Tech titan Elon Musk is backing out of a $44 billion agreement to purchase social media platform Twitter.
The Tesla CEO said in a filing Friday afternoon that he believed Twitter was in material breach of multiple provisions of the April 25 sale agreement — including Musk’s request that the company share information about the number of fake and spam accounts on the social media platform.
“Twitter has not provided information that Mr. Musk has requested for nearly two months notwithstanding his repeated, detailed clarifications intended to simplify Twitter’s identification, collection, and disclosure of the most relevant information sought in Mr. Musk’s original requests,” the filing states.
Musk also charged Twitter with allegedly failing to continue to conduct its regular business — a breach of the purchase contract — noting it had fired two key, high-ranking employees while announcing it was laying off a third of its talent acquisition team.
In response, Twitter board chair Bret Taylor tweeted Friday the company intends to pursue legal action to close the transaction.
Musk had been hinting at his discomfort with the original purchase agreement within weeks of it being signed, tweeting about his concern about the volume of fake accounts on the site May 13.
Twitter has regularly disclosed in quarterly securities filings that it believes no more than 5 percent of the accounts on the site are fake or automated. And from the moment Musk began expressing fears of the bots’ pervasiveness, the company maintained it was satisfying its obligations under the terms of the purchase agreement.
Still, the stakes rose on June 6, when Musk’s attorneys filed a letter indicating that part of Musk’s financing for the deal was contingent on his receiving the bot information to evaluate the business.
Musk “is clearly entitled to the requested data to enable him to prepare for transitioning Twitter’s business to his ownership and to facilitate his transaction financing,” the lawyers wrote.
On June 8, the Washington Post reported Twitter had subsequently given access to even more information, including a raw feed of account activity.
“The whole issue of spam on the platform has been an issue for years,” said Ann Lipton, a law professor at Tulane University. “It would be surprising if that’s what gave him cold feet now.”
On June 14, Twitter issued a statement saying it “has and will continue to cooperatively share information with Mr. Musk to consummate the transaction in accordance with the terms of the merger agreement...We intend to close the transaction and enforce the merger agreement at the agreed price and terms.”
Nevertheless, on Thursday, the Washington Post reported the deal was in jeopardy because Musk felt he could still not verify the number of bot accounts on the platform.
Some Twitter employees are expressing mixed feelings about Musk’s exit from the deal.
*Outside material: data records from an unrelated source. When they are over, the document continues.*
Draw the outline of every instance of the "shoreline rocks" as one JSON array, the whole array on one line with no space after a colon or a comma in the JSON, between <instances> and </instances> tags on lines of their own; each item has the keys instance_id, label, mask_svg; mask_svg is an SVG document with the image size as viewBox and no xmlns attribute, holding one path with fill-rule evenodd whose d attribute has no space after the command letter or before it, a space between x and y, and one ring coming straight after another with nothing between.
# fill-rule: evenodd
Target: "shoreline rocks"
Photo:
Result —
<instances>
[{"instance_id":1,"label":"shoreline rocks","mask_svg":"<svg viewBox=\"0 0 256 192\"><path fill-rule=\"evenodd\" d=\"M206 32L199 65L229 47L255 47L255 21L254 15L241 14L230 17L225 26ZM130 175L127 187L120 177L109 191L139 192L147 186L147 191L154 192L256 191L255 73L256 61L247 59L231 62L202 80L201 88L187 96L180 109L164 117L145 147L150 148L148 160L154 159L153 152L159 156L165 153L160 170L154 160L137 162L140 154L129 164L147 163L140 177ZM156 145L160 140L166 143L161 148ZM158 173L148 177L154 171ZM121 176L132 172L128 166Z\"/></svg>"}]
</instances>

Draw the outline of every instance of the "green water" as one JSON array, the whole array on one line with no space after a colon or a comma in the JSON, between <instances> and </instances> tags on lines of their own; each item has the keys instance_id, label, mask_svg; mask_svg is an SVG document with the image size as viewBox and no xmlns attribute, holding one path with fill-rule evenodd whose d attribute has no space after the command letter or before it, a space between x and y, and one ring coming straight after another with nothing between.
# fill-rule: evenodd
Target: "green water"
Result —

“I guess it feels like we won,” one employee who spoke on condition of anonymity told NBC News.
“But it feels like the end of the movie, where the characters are bloodied and bedraggled with a Michael Bay explosion behind them. We could see this was coming, but in the meantime he’s f---ing destroyed the company.”
Many commentators believe that given Twitter’s apparent compliance with Musk’s information requests, the spat over bots was instead a pretext for Musk to walk away from the deal entirely. They note that since Musk agreed to purchase the company at $54.20 a share, Twitter’s stock price has fallen to $36.81, shaving some $14 billion off its total value.
“If he were really concerned about the bot info, he’d sue,” Lipton said. “It seems more likely that it’s not really about that. Instead, he wants to claim Twitter is in breach of contract, so he doesn’t have to close.”
Although both sides agreed to pay $1 billion should either party withdraw from the agreement, Columbia University law professor Eric Talley says it is not simply a matter of Musk paying $1 billion to walk away. According to the terms of the agreement, Twitter likely believes it would first be able to ask a judge to force Musk to purchase the company, under what is known as a “specific performance” clause.
“There’s a real question of whether the $1 billion break fee sits second fiddle to Twitter’s option to ask for specific performance,” Talley said.
Talley also said the merger agreement explicitly notes that if Musk deliberately breaches the agreement, the $1 billion breakup fee is not the exclusive remedy.